И если древность в своем самовольном непризнании Кантовского вопроса обнаруживает душевно-политическую совместность мысли и дела, то современное нам непонимание Канта указывает при этом на существо языка, оказывающегося не только переименованной человечностью, но человечностью вкупе со [178] всеми окружающими ее обстоятельствами: границы мира совпадают с границами языка (Витгенштейн). Центральным местом современной мысли оказывается приведение некоторых неязыковых событий желаний, символических действований, логических операций, — в язык как в единственно возможное место их артикуляции. И если мы продолжаем именовать дело философии мыслью, то вопрос теперь состоит в том, как мысль и дело собираются при языке как при инстанции своей действительности. «Мы далеко еще не продумываем существо деятельности с достаточной определенностью» 6, и не продумываем именно потому, что сама мысль сталкивается с задачей разрежения своей уже понятости языком на собственном пути к действию. Как, однако, деятельность становится предметом устремления современной мысли, откуда исходит ее проблематизм и какие феномены подлежат описанию в размышлении о ней?
Мышление, ставящее некоторый вопрос, обнаруживает себя захваченным тем, что ограничено кругом его вопрошания и принужденным произвести аналитику в этом круге находящегося для выявления связности того, чем оно захвачено, с охватывающим его вопросом. В этом состоит существо конечности мышления, мыслящего свой горизонтный телос из преднайденных начал еще понятного. Мышление, ставящее вопрос о бытии, обнаруживает себя бытийствующим и бытийствующим так, что оно заброшено в мир, расположено при внутримировом сущем и в нем ориентировано так, что разбирается в характерах его бытия, различая, к примеру, сподручное и наличное.
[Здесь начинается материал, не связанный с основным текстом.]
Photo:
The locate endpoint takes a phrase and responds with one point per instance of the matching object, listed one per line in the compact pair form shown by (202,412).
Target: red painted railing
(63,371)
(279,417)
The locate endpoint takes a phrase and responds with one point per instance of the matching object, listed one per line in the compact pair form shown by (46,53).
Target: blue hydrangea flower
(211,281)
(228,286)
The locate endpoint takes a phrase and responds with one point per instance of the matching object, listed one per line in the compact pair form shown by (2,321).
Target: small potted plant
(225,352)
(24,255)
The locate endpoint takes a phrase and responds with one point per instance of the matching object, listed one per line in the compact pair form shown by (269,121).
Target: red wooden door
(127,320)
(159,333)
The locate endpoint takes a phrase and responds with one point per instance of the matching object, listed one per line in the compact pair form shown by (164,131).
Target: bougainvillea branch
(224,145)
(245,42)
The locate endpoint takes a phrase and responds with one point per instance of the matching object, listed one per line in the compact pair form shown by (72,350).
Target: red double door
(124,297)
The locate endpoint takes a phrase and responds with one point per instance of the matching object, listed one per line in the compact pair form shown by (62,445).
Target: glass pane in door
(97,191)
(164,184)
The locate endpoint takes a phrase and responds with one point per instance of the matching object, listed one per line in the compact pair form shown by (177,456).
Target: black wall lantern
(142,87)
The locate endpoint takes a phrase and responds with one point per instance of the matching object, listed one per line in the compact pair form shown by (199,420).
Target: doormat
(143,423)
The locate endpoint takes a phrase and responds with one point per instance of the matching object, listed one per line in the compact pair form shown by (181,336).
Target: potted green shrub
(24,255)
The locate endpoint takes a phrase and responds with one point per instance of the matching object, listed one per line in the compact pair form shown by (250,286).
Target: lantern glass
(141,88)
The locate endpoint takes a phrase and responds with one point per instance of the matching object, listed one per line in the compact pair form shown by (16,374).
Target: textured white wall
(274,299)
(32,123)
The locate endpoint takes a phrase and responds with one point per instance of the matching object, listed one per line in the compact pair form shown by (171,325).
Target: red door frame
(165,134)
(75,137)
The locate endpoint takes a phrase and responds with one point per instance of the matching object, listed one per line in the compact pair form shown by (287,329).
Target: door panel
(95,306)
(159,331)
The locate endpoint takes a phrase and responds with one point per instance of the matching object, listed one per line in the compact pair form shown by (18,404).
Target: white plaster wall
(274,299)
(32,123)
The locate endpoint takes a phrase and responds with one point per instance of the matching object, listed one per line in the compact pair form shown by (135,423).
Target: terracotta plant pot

Спрашивающее о бытии мышление сталкивается в аналитике своей фактичности с таким модусом себя самого, в каком оно ведет себя или имеет дело со сподручным и наличным согласно их характерам. В этом «поведении» понимания и обнаруживается то, что обычно разумеется под деятельностью в высказываниях типа «трудовая деятельность» или «научный труд» — деятельность обнаруживает себя как одну из оконечностей конечного мышления внутри горизонта его ведущего вопроса.
Итак, мышление в его бытии есть уже деятельность, в которой можно различить по крайней мере два вида: обращение со сподручным, самопонятное благодаря вписанности сущего такого [179] характера в мир как универсальный контекст значений, и рассмотрение наличного. Последнее, по виду своего не вполне прояснимого характера начальности для понимания, не может быть оставлено и должно быть описано как особый феномен. Разъяснение сущего как наличного предполагает не понятность, присущую ему по порядку вовлеченности в понимаемое целое, но собственную прозрачность и однозначность, истоки которой проясняются в рассуждении, постигающем наличное как техническое, то есть в вопросе о технике.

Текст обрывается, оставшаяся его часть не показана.